Will my business be in breach of the GDPR?
We’ve put together a series of ‘what if’ scenarios to help you understand if you’re operating in breach of GDPR. Click on the dropdown to reveal more.
What if I only collect customer email addresses?
They can be used to identify them, so the GDPR applies. If you market your business by email, you must comply with GDPR requirements. When collecting customer email addresses, not only will you need their consent, but you’ll also need to explain how the data will be used. You cannot have a ‘pre-ticked’ opt-in box on your website or use email to promote products/services beyond the reason the customer initially gave their consent.
What if someone else processes the data my business collects?
As the data controller, under the GDPR, you must ensure that your contracts with processors comply with the GDPR, whether they’re based in the EU or not. The GDPR also applies to cloud-based data storage systems if the controller, processor or data subjects are EU-based. In any case, as an EU-based business, if you collect personal data, the GDPR applies.
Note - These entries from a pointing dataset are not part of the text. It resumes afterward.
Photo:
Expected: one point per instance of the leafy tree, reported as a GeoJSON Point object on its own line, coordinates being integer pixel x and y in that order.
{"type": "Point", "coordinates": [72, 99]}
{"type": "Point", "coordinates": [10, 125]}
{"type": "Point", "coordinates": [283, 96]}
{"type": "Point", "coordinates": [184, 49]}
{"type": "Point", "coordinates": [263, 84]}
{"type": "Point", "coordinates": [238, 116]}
What if I want to continue sending marketing materials to people on our existing marketing database?
You’re unlikely to have to refresh existing consents if they meet DPA requirements. To be sure, check how consent was obtained. If consents do not meet the GDPR standard, you’ll need to seek new ones that are. Consent should be freely given, specific, informed and unambiguous.
What if a customer asks me what data I hold about them?
Under the GDPR, a customer has the right to know what information you hold about them and how it’s processed. They can ask you to correct it if it’s inaccurate. And they can ask you to delete it if is no longer required for the purpose for which consent was given.
What if I only store personal data in a manual filing system?
The GDPR applies to automated personal data and manual filing systems where “personal data is accessible according to specific criteria”. According to the ICO: “This could include chronologically ordered sets of manual records containing personal data”. So, the GDPR can apply, even if you only store customer addresses in a paper-based filing system.
What about customer personal data I collected years ago?
If you used an online campaign to request email addresses for those wanting to receive your newsletter, but no longer use them for this purpose, delete them. If someone hacked into your system and used the data for ‘phishing’ [ie fraudulent emails that seek to get people to revel their passwords or credit card details], you could be severely fined.